Apparatus for Immersive Spatial Audio Modeling and Rendering

PublishedFebruary 11, 2025

Assigneenot available in USPTO data we have

InventorsDae Young JANG Kyeongok KANG Jae-hyoun YOO Yong Ju LEE

Technical Abstract

Patent Claims

16 claims

Legal claims defining the scope of protection, as filed with the USPTO.

1. An apparatus for immersive spatial audio modeling and rendering, the apparatus comprising: an acoustical space model representation unit configured to output a spatial audio model in response to receiving a visual space model and a spatial audio parameter; a spatial audio modeling unit configured to analyze a spatial audio scene and output a spatial audio parameter in response to receiving the spatial audio model from the acoustical space model representation unit; a spatial audio codec unit configured to generate a bitstream by encoding an audio source required for spatial audio rendering and the spatial audio parameter output from the spatial audio modeling unit and then transmit the generated bitstream, and perform a function of reconstructing the audio source and the spatial audio parameter by receiving and parsing the transmitted bitstream so as to render a spatial audio in real time; a spatial audio processing unit configured to synthesize and output a room impulse response (RIR) by generating a direct sound, an early reflection, and a late reverberation according to an audio transfer pathway in response to receiving information on a position of a listener and the spatial audio parameter received from the spatial audio codec unit; and a spatial audio reproduction unit configured to generate a spatial audio at the position of the listener and then reproduce the generated spatial audio in response to receiving the information on the position of the listener and the RIR from the spatial audio processing unit.

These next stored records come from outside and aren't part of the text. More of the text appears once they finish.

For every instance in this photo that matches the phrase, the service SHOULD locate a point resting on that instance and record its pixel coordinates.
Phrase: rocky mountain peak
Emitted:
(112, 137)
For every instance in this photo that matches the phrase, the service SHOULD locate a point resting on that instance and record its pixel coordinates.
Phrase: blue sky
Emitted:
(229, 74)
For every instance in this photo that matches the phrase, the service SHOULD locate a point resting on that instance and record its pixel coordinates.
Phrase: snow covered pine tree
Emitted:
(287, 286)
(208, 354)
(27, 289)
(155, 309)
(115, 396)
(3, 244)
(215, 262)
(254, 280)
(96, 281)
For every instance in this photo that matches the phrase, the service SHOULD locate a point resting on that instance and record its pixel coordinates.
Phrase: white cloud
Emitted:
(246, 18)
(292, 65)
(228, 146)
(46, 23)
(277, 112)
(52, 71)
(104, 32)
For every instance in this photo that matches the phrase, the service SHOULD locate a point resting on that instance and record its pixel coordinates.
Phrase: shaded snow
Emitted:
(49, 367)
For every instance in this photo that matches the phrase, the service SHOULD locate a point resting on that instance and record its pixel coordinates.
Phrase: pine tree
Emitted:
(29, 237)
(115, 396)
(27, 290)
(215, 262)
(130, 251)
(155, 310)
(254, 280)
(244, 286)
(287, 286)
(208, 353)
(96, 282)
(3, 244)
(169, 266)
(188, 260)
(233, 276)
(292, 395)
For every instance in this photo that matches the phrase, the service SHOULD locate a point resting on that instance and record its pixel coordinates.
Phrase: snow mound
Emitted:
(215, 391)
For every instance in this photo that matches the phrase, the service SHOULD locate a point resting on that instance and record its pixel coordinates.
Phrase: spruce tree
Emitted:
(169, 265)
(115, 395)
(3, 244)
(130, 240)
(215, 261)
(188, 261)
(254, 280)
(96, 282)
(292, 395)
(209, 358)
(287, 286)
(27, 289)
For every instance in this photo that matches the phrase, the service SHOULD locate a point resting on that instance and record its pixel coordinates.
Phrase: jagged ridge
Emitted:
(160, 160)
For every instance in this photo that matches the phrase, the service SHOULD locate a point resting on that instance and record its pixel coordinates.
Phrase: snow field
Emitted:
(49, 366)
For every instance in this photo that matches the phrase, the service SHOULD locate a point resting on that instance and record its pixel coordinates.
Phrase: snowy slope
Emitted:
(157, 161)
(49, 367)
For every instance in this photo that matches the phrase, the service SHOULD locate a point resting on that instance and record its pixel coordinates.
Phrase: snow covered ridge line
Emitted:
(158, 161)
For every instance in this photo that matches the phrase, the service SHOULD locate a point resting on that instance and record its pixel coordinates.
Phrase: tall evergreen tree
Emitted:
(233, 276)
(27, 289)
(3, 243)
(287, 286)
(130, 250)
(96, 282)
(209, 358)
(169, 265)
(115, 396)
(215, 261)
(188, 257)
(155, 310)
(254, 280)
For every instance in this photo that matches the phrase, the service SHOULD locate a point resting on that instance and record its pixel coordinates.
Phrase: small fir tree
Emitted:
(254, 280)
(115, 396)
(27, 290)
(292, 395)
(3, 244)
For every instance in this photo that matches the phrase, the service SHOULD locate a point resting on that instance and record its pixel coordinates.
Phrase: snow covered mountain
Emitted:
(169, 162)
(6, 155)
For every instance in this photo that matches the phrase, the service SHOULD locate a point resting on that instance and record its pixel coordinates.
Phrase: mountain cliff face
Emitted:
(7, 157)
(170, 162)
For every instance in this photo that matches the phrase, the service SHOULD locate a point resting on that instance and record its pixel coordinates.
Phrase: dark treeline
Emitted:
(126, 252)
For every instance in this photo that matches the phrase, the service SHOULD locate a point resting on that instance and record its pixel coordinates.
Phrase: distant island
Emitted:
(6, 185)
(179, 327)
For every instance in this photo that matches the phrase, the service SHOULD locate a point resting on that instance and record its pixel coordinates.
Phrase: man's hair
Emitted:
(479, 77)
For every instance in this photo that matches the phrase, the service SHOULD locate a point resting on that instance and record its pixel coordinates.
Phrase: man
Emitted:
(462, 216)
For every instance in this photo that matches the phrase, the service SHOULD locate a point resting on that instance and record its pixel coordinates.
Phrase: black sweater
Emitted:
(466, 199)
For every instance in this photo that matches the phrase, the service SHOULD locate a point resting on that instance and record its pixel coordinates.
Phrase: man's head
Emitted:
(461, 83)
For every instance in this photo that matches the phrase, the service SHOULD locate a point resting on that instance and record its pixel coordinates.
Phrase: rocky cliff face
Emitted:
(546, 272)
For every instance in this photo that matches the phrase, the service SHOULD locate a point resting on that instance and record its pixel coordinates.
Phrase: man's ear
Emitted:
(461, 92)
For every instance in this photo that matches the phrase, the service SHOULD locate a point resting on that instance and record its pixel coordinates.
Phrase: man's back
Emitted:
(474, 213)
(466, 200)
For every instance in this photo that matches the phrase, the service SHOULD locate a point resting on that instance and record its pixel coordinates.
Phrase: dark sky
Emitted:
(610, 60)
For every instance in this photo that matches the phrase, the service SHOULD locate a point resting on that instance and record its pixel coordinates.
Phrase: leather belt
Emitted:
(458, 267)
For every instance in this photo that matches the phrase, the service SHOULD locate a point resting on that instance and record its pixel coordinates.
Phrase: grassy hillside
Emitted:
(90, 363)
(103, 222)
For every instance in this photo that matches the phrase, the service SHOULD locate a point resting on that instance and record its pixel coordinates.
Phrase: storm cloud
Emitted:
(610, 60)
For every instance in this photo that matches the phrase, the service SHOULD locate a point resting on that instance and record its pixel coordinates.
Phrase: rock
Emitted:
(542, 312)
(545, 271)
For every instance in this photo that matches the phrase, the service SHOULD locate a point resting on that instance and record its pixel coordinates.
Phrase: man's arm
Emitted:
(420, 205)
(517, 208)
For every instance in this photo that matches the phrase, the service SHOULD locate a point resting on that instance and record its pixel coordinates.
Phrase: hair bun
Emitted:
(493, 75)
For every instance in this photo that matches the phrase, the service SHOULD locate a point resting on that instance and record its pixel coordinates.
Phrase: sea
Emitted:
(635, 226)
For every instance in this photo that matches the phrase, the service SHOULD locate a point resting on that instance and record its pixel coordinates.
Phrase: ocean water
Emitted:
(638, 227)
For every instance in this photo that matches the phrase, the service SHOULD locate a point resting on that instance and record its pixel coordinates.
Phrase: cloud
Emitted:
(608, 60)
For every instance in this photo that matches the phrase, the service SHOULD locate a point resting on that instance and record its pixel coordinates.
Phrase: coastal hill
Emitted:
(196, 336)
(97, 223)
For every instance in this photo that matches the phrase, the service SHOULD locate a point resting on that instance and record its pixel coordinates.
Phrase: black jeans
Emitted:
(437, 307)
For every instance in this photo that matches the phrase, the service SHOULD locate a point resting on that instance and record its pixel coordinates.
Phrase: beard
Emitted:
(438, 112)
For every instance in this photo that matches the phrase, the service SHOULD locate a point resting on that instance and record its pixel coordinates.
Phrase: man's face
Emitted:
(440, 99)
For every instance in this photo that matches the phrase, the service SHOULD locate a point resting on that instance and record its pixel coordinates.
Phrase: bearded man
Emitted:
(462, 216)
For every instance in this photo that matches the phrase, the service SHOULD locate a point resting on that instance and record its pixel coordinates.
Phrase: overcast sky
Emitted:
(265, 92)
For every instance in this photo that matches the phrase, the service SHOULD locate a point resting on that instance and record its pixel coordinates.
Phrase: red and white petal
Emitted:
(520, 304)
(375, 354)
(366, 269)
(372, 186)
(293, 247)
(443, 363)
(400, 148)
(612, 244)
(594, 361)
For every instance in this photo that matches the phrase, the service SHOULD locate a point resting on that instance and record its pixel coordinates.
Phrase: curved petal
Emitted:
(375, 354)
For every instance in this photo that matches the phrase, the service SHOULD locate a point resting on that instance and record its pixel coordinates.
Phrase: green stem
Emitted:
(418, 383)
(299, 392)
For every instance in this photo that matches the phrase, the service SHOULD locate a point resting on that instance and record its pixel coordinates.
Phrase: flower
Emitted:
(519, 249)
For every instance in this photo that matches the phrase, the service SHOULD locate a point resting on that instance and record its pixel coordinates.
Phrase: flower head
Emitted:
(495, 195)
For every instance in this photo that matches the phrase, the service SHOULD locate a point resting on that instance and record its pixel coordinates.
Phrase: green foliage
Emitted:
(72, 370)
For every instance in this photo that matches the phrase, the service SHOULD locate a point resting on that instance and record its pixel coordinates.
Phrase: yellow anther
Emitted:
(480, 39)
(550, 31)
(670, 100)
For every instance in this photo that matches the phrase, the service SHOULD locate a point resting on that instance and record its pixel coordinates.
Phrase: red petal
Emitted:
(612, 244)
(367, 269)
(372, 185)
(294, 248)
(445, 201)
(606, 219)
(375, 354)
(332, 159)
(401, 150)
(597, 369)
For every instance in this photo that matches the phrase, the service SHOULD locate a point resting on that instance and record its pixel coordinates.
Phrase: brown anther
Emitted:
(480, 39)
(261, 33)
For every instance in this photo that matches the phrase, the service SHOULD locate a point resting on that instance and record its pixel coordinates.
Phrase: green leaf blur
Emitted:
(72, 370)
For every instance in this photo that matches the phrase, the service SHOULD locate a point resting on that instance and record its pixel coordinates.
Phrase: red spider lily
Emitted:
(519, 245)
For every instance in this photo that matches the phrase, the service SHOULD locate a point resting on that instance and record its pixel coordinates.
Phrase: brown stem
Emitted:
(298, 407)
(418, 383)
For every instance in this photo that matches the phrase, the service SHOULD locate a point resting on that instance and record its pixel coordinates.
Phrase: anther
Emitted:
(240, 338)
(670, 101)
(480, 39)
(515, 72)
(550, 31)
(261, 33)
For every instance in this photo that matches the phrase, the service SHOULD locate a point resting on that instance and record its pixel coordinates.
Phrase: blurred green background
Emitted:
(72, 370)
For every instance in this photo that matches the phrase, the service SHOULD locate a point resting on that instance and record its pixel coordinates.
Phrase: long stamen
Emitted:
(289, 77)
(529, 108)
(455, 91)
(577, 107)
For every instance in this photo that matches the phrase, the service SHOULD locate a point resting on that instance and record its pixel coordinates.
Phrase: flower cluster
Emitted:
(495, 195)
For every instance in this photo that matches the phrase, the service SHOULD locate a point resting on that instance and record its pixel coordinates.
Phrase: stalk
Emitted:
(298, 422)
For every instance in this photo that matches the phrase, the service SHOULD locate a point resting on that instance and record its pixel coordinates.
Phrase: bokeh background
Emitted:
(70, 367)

2. The apparatus of claim 1, wherein the acoustical space model representation unit comprises a space model simplification block, and the space model simplification block is configured to output an acoustical space model having a simple structure obtained by extracting only forms that produce an auditorily significant audio effect in response to the visual space model.

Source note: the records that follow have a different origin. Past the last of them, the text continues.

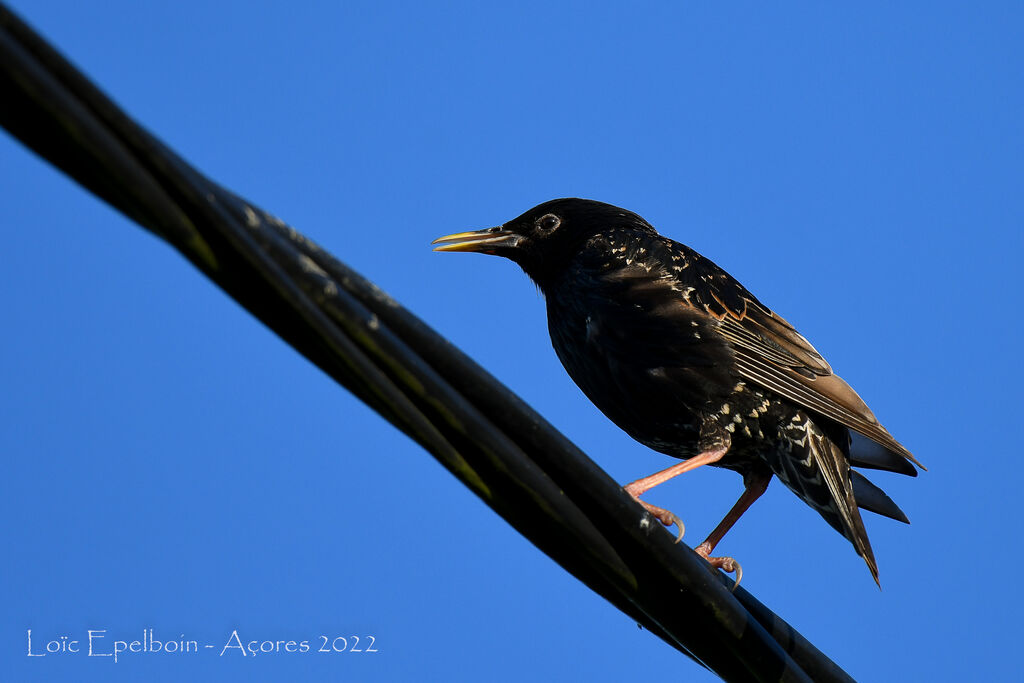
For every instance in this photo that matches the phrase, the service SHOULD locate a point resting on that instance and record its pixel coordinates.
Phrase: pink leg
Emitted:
(667, 517)
(755, 487)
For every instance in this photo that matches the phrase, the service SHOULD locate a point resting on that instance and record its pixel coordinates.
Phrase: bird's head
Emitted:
(543, 240)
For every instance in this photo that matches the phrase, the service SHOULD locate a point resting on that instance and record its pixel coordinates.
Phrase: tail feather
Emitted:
(871, 498)
(821, 477)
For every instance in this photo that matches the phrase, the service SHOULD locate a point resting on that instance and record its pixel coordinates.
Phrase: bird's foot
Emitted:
(727, 564)
(667, 517)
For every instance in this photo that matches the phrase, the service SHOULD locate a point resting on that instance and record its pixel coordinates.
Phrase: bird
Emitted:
(683, 358)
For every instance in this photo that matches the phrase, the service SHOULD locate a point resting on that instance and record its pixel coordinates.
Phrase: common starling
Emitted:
(683, 358)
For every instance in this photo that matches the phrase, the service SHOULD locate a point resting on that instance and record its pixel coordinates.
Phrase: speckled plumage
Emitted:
(687, 361)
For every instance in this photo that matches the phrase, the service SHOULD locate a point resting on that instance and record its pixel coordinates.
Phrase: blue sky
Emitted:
(171, 465)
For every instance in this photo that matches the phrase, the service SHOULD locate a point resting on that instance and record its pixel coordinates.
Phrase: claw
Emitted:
(667, 517)
(726, 564)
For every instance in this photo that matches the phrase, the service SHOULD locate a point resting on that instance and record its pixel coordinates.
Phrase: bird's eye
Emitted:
(549, 222)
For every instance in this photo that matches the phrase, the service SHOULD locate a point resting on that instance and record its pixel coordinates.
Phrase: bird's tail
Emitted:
(822, 479)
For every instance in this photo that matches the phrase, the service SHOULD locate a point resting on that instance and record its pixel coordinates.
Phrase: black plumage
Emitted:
(687, 361)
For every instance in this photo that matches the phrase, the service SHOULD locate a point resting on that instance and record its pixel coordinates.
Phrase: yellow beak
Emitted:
(479, 241)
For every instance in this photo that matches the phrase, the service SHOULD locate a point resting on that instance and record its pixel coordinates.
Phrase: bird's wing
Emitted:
(771, 353)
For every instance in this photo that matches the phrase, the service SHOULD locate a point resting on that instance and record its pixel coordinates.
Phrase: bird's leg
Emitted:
(755, 485)
(667, 517)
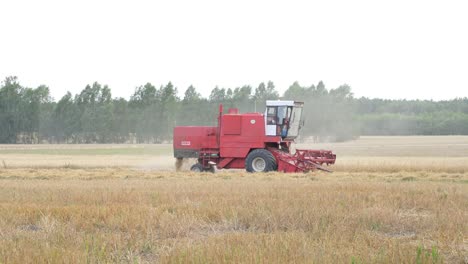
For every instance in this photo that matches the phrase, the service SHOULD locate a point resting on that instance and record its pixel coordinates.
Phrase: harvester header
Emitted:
(258, 142)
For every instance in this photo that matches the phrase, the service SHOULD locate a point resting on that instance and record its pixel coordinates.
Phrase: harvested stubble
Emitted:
(124, 215)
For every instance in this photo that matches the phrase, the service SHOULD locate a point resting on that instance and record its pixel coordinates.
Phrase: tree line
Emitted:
(30, 115)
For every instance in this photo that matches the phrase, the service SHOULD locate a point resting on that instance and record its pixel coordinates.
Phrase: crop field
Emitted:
(390, 200)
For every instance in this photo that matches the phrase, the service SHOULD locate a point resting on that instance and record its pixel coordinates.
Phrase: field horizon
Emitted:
(390, 200)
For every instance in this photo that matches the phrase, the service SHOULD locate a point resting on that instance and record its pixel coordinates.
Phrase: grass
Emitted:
(127, 215)
(86, 206)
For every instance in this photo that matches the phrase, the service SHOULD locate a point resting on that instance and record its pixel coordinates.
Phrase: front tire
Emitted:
(260, 160)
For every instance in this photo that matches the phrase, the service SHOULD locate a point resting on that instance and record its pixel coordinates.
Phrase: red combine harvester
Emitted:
(254, 141)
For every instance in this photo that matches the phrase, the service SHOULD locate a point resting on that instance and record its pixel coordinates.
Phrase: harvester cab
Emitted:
(283, 118)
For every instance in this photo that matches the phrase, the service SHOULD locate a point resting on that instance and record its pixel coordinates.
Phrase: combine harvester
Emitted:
(254, 141)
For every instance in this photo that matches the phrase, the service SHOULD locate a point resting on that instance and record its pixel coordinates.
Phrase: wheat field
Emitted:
(390, 200)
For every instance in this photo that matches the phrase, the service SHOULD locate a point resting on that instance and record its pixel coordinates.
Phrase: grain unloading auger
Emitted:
(254, 141)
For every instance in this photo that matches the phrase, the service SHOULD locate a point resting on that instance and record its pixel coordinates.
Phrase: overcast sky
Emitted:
(385, 49)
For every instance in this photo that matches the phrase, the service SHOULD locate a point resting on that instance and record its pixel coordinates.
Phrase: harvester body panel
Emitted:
(255, 141)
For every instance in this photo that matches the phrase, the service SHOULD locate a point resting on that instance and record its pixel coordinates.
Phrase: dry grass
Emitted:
(124, 215)
(388, 204)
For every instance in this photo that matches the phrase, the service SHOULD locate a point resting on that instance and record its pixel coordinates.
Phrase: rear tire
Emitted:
(260, 160)
(197, 167)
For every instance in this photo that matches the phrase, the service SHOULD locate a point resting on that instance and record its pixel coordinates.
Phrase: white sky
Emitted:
(386, 49)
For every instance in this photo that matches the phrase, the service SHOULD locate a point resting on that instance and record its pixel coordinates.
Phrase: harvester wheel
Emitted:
(197, 167)
(260, 160)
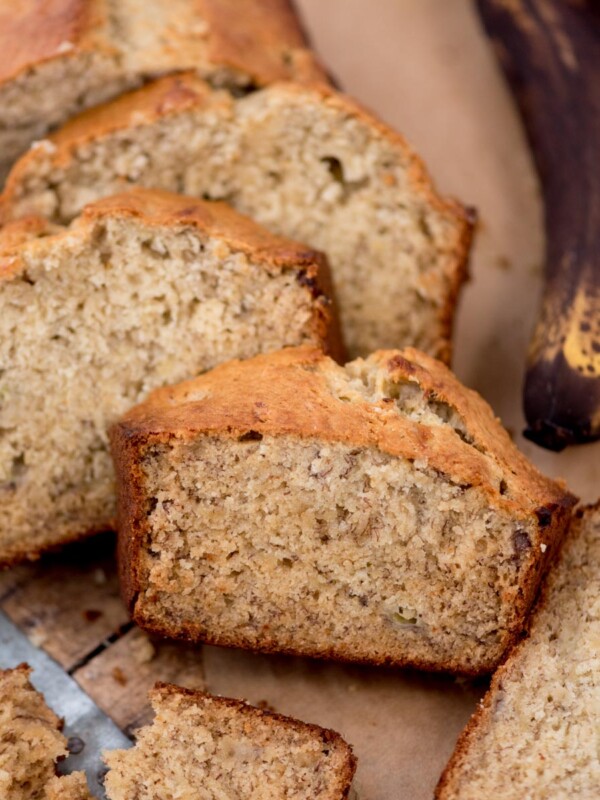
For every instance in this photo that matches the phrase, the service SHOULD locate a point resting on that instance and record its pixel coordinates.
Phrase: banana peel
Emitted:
(550, 50)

3. The apparatus of claim 2, wherein the space model simplification block comprises: a space model hierarchical analysis unit (SMHAU) configured to perform a function of constructing a binary space partitioning (BSP) tree by hierarchically analyzing geometric data constituting a space model; a space model simplification unit (SMSU) configured to simplify a space model to a level required for producing an acoustical effect based on the BSP tree; and an acoustical space model generation unit (ASMGU) configured to represent a mesh of the simplified space model with units of triangular faces.

4. The apparatus of claim 3, wherein the acoustical space model representation unit further comprises a spatial audio model generation block, and the spatial audio model generation block is configured to, in response to receiving the spatial audio parameter, compose an entire scene of spatial audio content and generate and output the spatial audio model.

5. The apparatus of claim 1, wherein the spatial audio modeling unit comprises: a hierarchical space model block configured to hierarchically analyze a structure of an acoustical space model of the spatial audio model; an audio transfer pathway model block configured to extract a parameter of an occlusion on an audio pathway between an audio source and a listener and a parameter of an early reflection, in an acoustical space model of the spatial audio model; a late reverberation model block configured to classify a region that uses the same late reverberation model based on the acoustical space model of the spatial audio model, and extract parameters representing energy of a late reverberation and an attenuation slope; and a spatial audio effect model block configured to extract a parameter for a spatial audio effect model required for six degrees of freedom (6DoF) spatial audio rendering.

6. The apparatus of claim 5, wherein the audio transfer pathway model block comprises: an occlusion modeling unit (OMU) configured to perform a function of defining an occlusion for an effect in which a direct sound of an audio source is indirectly transferred by the occlusion; and an early reflection modeling unit (ERMU) configured to generate a parameter for modeling primary or up to secondary early reflection from an audio source to a listener.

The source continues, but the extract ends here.